The Correlation data provides information for calculating a figure of merit or a belt condition index. Once a threshold for a given Belt configuration is determined, this information can be on site Elevator technicians used to determine in which current Condition of the belt is as well as a decision to do so to meet, if possible an exchange is necessary.

In one example, the belt state index is based on a density of breaks in the element 38 (ie a number of breaks within a certain length of the belt).

Devices that reflect the progress of the present The present invention is preferably programmed to provide an output to a technician or mechanic indicative of a condition of the belt assembly so that the belt condition can be determined on-site, thereby facilitating maintenance or replacement decisions.

There Such magnetic detection techniques already for the inspection of belts used from steel strands be leads this to an advantage for the present invention by using current inspection machines or inspection devices can be used.
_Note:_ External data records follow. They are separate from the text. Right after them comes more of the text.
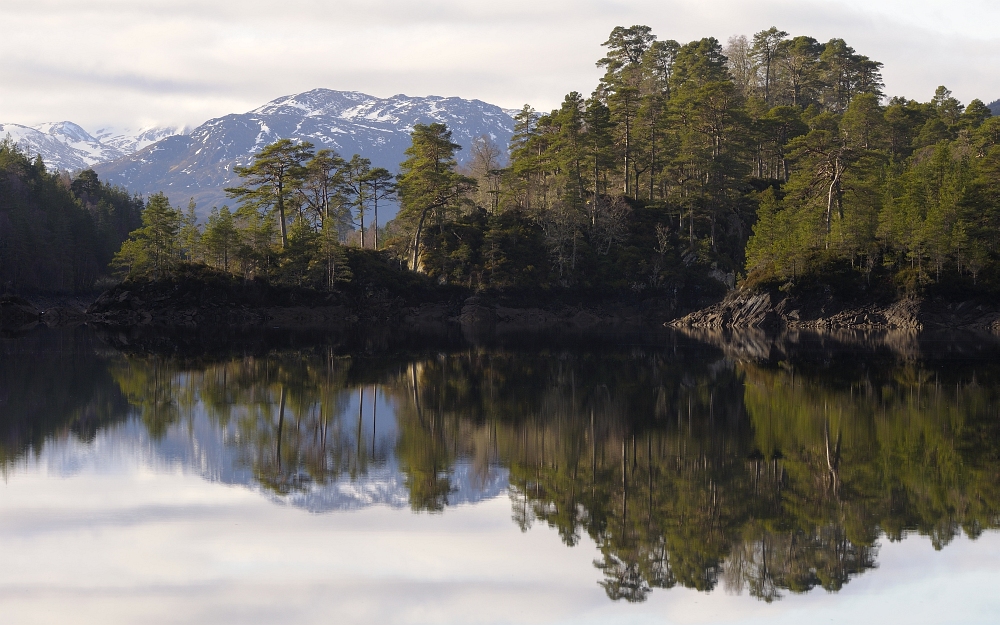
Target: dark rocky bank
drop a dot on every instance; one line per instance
(820, 308)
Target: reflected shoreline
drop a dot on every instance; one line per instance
(770, 464)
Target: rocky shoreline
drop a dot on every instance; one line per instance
(204, 305)
(821, 310)
(163, 305)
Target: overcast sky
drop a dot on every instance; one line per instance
(142, 62)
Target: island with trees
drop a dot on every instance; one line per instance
(769, 179)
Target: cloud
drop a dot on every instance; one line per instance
(128, 63)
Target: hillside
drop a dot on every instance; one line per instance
(67, 146)
(200, 164)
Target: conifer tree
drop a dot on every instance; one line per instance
(271, 181)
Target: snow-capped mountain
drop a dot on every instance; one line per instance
(200, 164)
(62, 145)
(67, 146)
(129, 140)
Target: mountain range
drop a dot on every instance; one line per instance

The This description is exemplary and not limiting understand. The professionals can Various variations and modifications of the disclosed embodiments open, not necessarily the scope of the present invention differ. The scope of legal protection of the present invention can only be determined by studying the following claims become.

Claims (7)

Method for determining a state of a load bearing arrangement ( 26 ) comprising a plurality of non-ferromagnetic fiber elements ( 36 ), in the form of at least one strand ( 32 ) are arranged, as well as a ferromagnetic element ( 38 ) that is twisted with the strand such that a physical property of the ferromagnetic element varies as a function of stress on at least some of the non-ferromagnetic fiber elements, the method comprising the steps of: detecting changes in the physical state of the ferromagnetic element a length of the assembly; and determining a state of at least some of the non-ferromagnetic fiber elements using the detected changes. Method according to claim 1, which comprises determining a number of breaks in the ferromagnetic element ( 38 ) includes. Method according to claim 2, which is the preceding one Determination of a belt condition index and determination of a belt condition index ratio between the detected number of breaks and the belt condition index includes. The method of claim 3, wherein the belt state index is based on a number of breaks in the ferromagnetic element ( 38 ) within a selected range of the length of the array ( 26 ) is based on the determined stress conditions. Method according to one of the preceding claims, wherein the ferromagnetic element ( 38 ) as part of the strand ( 32 ) and the step of determining a condition includes determining the response to stress. Method according to one of the preceding claims, wherein the ferromagnetic element ( 38 ) is placed in a generally helical pattern. Method according to one of the preceding claims, wherein the step to notice changes the finding a number of changes includes and the condition using the detected number is detected.